L’appel nominal même, en plein vent, loin des toits, n’offre aucune garantie. J’ai vu hier, un brave habitant de la banlieue, venu pour acclamer Fréchette, et qui avait négligé d’essuyer quatre à cinq gouttes de pluie qui lui étaient tombées sur le nez. Rapidement ces gouttes s’étaient figées sur place ; d’autres étaient venues s’ajouter à elles, de sorte que le pauvre homme avait fini par avoir sur le plus chatouilleux des organes une véritable corne de plus d’un pouce de hauteur.
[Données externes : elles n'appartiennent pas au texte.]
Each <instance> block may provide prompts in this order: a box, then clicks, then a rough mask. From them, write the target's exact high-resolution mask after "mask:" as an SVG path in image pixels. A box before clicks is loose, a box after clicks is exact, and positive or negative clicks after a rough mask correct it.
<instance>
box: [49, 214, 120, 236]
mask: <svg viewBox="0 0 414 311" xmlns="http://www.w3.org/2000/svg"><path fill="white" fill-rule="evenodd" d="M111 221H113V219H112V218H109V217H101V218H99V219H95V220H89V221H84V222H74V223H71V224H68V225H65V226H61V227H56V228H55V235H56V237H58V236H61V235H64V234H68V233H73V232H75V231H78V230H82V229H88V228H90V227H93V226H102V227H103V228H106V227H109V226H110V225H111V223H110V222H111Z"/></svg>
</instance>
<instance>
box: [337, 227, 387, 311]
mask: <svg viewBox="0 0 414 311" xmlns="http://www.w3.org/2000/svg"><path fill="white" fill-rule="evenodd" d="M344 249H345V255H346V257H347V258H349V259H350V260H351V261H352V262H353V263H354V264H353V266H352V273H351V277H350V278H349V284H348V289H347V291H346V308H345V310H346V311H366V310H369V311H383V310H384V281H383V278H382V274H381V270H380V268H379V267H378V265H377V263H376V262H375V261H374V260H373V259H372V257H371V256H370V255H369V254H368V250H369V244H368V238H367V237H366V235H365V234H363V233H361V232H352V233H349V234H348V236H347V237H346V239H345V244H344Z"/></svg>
Il n’osait l’ôter, de peur de s’enlever le nez en même temps : « Qu’allez-vous faire avec cette bouture ? » lui demandai-je timidement. — « Je pense bien qu’il va me falloir attendre le printemps pour qu’elle dégèle, » me répondit-il.

Voilà comment notre peuple est éprouvé, même aux plus grands jours de son histoire. Voilà comment tout tourne en ce monde, par quelque oôté ou par quelque fin burlesque, même la chronique qui débute par les éléments en démence et qui termine par un nez de canadien.

Je m’abstiens pour aujourd’hui de vous donner des nouvelles électorales, quoiqu’elles soient toutes fraîches, et quoique je puisse facilement faire concurrence au télégraphe aux trois-quarts démoli sur toutes les lignes. Le vent du succès, d’un succès inouï, aura déjà soufflé jusqu’à vous. L’opposition ! on ne la voit nulle part. Déjà je signale un danger pour le parti libéral trop puissant. Il a attendu trop longtemps et la fortune lui est venue trop subitement ; qu’il prenne garde qu’elle l’étouffe. Par bonheur, un parti se compose de bien des éléments, et il y en a toujours qui restent bien maigres, quand les autres gémissent dans l’embonpoint.